10.03.2006

Day Ninety-Four: This One's For You

Just came back from the power walk. Tonight's walk was split right down the middle. During the first half, I was still feeling fat. I kept touching my stomach as if the 31.8 lbs. had reappeared and played a trick on me. Like they were back from vacation. I was frustrated with my stomach, imagining that I'll continue to lose weight but it will remain in place. Was having a lot of illogical thoughts.

When I got to the end of the bike path and turned around, it struck me that these exercise sessions are way less emotional than they used to be. I started out the summer literally crying as I walked, listening to the waves, thinking about all the feelings that were tied to my weight. Wondering how I had gotten to that point.
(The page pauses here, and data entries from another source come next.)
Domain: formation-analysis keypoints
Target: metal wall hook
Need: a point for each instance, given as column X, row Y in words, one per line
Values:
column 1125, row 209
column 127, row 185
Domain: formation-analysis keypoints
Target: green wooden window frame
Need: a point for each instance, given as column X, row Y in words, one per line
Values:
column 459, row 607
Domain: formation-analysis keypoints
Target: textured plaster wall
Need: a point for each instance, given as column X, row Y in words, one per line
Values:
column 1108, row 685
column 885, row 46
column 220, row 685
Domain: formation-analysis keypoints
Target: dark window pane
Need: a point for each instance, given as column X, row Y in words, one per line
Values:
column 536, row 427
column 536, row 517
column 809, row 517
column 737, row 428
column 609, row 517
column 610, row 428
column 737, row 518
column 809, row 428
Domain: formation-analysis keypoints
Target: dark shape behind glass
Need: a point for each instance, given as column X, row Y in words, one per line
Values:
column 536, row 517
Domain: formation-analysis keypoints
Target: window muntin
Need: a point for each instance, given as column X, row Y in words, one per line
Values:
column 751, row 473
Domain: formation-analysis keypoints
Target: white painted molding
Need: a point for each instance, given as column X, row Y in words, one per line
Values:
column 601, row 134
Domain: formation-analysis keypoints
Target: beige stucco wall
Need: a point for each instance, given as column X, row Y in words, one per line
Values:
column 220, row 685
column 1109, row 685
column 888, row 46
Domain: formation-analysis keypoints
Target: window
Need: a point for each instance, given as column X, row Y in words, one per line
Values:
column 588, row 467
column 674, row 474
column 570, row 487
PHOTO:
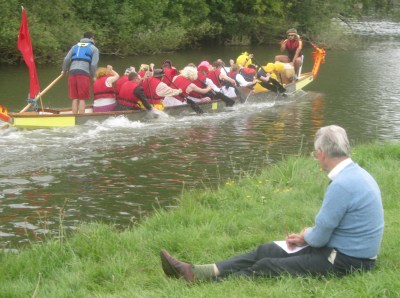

But I really enjoy the walk now, get energized, live in the present. And I realized that I owe much of the transformation of my thoughts to you.

Yes, you. This blog is dedicated to you, the readers. The ones who've lined my path with smiles and hugs and congratulations. Those of you who leave me comments and those who lurk in the shadows. You've sent me cards and e-mails, called me on the phone, sent me exercise and diet tips. You've listened to me babble on about WW meetings and feeling fat. And through it all you've helped change my perspective on myself. You've embraced me, the real me, and made me feel like a regular person. Like I'm not a lesser than. I never knew that I could make it this far. And with your support I know I can make it all the way.

So take a bow, it's your moment in the spotlight. Thank you, from the bottom of my heart. You'll never really know how much a part of me you are.

3 comments:

Anonymous said...

I like the shadows.

Anonymous said...

Saw a good friend yesterday, Lee, and she has never had a weight problem. Has gained about 10 pounds from stress eating. Loved how I looked and asked how I felt. "Thank you and WONDERFUL." She is concerned also about her hubby who has hx of health problems and wants him to lose weight. Told her about WW and both our spouses (plural: spice?)jumped on board when they saw us doing our thing. How the word spreads and goes out to others who are struggling. Whether it is 70, or 10 pounds--it can and is a struggle. Weight is individual to its bearer--no one has it easy. Glad that inspiring others is a part of the WW package.

Anonymous said...

Speaking of support . . . you may want to invest in some new pants. Or at the very least, a belt. They aren't staying up because you're so skinny now, and as much as I enjoy female underwear, I just don't know if the work place is an appropriate place to have them on display :)

Also, I'm so insanely proud of you! You are amazing, and an inspiration in so many ways.